In Q1, TEGNA reported EPS at $0.45, down from $0.46 in the same quarter last year. Despite falling year on year, this print beat analysts' estimates by 3.2%. Over the next 12 months, Wall Street expects TEGNA to grow its earnings. Analysts are projecting its LTM EPS of $2.25 to climb by 50.5% to $3.39.

Return on Invested Capital (ROIC)

EPS and free cash flow tell us whether a company was profitable while growing revenue. But was it capital-efficient? A company’s ROIC explains this by showing how much operating profit a company makes compared to how much money the business raised (debt and equity).

TEGNA's five-year average return on invested capital was 12%, somewhat low compared to the best consumer discretionary companies that pump out 25%+. Its returns suggest it historically did a subpar job investing in profitable business initiatives.

TEGNA Return On Invested Capital

The trend in its ROIC, however, is often what surprises the market and drives the stock price. Over the last few years, TEGNA's ROIC averaged 1.5 percentage point increases. This is a good sign, and if the company's returns keep rising, there's a chance it could evolve into an investable business.

Balance Sheet Risk

As long-term investors, the risk we care most about is the permanent loss of capital. This can happen when a company goes bankrupt or raises money from a disadvantaged position and is separate from short-term stock price volatility, which we are much less bothered by.

TEGNA reported $0 of cash and $0 of debt on its balance sheet in the most recent quarter. As investors in high-quality companies, we primarily focus on two things: 1) that a company's debt level isn't too high and 2) that its interest payments are not excessively burdening the business.

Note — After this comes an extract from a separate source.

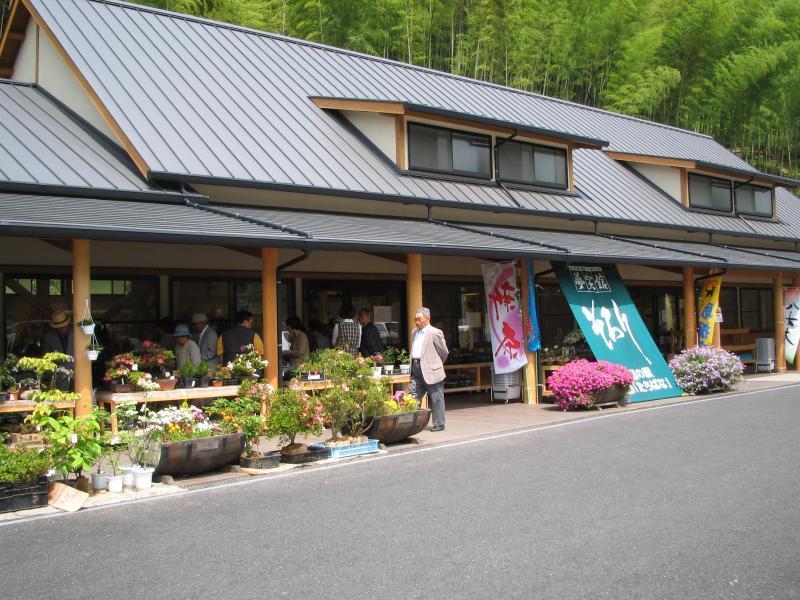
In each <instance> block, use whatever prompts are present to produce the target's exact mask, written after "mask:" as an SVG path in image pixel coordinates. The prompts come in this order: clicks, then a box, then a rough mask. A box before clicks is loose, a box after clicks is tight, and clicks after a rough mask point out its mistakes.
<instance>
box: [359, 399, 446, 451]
mask: <svg viewBox="0 0 800 600" xmlns="http://www.w3.org/2000/svg"><path fill="white" fill-rule="evenodd" d="M430 417H431V411H430V409H429V408H423V409H420V407H419V400H417V398H416V397H415V396H414V395H413V394H410V393H408V392H405V391H402V390H398V391H397V392H395V393H394V395H393V396H392V397H391V398H388V399H387V400H385V401H384V403H383V405H382V406H381V412H380V414H378V415H377V416H375V417H373V419H372V422H371V423H370V424H369V427H368V428H367V430H366V431H365V432H364V435H366V436H367V437H368V438H371V439H377V440H378V441H380V442H381V443H384V444H394V443H395V442H400V441H402V440H404V439H406V438H408V437H411V436H412V435H416V434H417V433H419V432H420V431H422V430H423V429H424V428H425V426H426V425H427V424H428V421H429V420H430Z"/></svg>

With $711.6 million of EBITDA over the last 12 months, we view TEGNA's 0.0x net-debt-to-EBITDA ratio as safe. We also see its $63.91 million of annual interest expenses as appropriate. The company's profits give it plenty of breathing room, allowing it to continue investing in new initiatives.

Key Takeaways from TEGNA's Q1 Results

It was encouraging to see TEGNA slightly top analysts' EPS expectations this quarter. On the other hand, its Advertising revenue unfortunately missed and its operating margin fell short of Wall Street's estimates. Overall, this was a mixed quarter for TEGNA. The stock is flat after reporting and currently trades at $14.65 per share.

Is Now The Time?

TEGNA may have had a mixed quarter, but investors should also consider its valuation and business qualities when assessing the investment opportunity.

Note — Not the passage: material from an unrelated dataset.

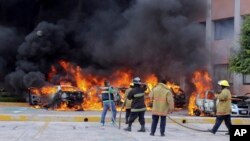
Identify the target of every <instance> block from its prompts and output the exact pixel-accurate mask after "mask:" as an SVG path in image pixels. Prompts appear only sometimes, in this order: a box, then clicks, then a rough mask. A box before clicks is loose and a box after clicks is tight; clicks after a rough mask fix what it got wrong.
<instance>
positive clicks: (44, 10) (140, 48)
mask: <svg viewBox="0 0 250 141" xmlns="http://www.w3.org/2000/svg"><path fill="white" fill-rule="evenodd" d="M204 9H205V8H204V2H203V1H200V0H193V1H190V0H105V1H101V0H91V1H89V0H64V1H61V0H12V1H11V2H10V1H4V0H1V1H0V11H2V12H1V13H0V62H1V64H0V68H1V69H0V76H1V81H4V85H5V86H6V87H8V88H9V89H10V90H12V91H13V92H14V93H16V94H18V93H19V94H20V93H23V92H24V91H25V90H26V89H27V88H28V87H39V86H42V85H44V84H45V83H48V82H47V75H48V72H49V70H50V67H51V65H55V66H56V64H57V62H58V61H59V60H67V61H69V62H72V63H74V64H75V65H79V66H81V67H82V68H83V69H86V70H89V71H91V72H92V73H96V74H98V73H99V74H103V75H109V74H111V73H112V72H114V71H115V70H117V69H119V70H120V69H122V68H129V69H131V70H132V71H133V73H134V75H138V76H142V77H143V76H144V75H147V74H151V73H154V74H156V75H158V76H160V77H165V78H169V79H171V80H179V79H180V77H183V76H185V75H187V74H190V73H192V72H193V71H194V70H196V69H199V68H204V67H205V66H206V65H207V59H206V54H207V53H206V52H207V51H206V48H205V44H204V37H205V33H204V27H203V26H202V25H201V24H200V23H198V22H197V19H198V18H199V17H202V16H203V14H204V13H205V11H204ZM10 11H12V12H10Z"/></svg>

TEGNA isn't a bad business, but it probably wouldn't be one of our picks. Its revenue growth has been uninspiring over the last five years, but at least growth is expected to increase in the short term. And while its impressive operating margins show it has a highly efficient business model, the downside is its EPS growth over the last five years has been subpar. On top of that, its mediocre ROIC suggests it has grown profits at a slow pace historically.

TEGNA's price-to-earnings ratio based on the next 12 months is 4.3x. In the end, beauty is in the eye of the beholder. While TEGNA wouldn't be our first pick, if you like the business, the shares are trading at a pretty interesting price right now.

Wall Street analysts covering the company had a one-year price target of $18.20 per share right before these results (compared to the current share price of $14.65).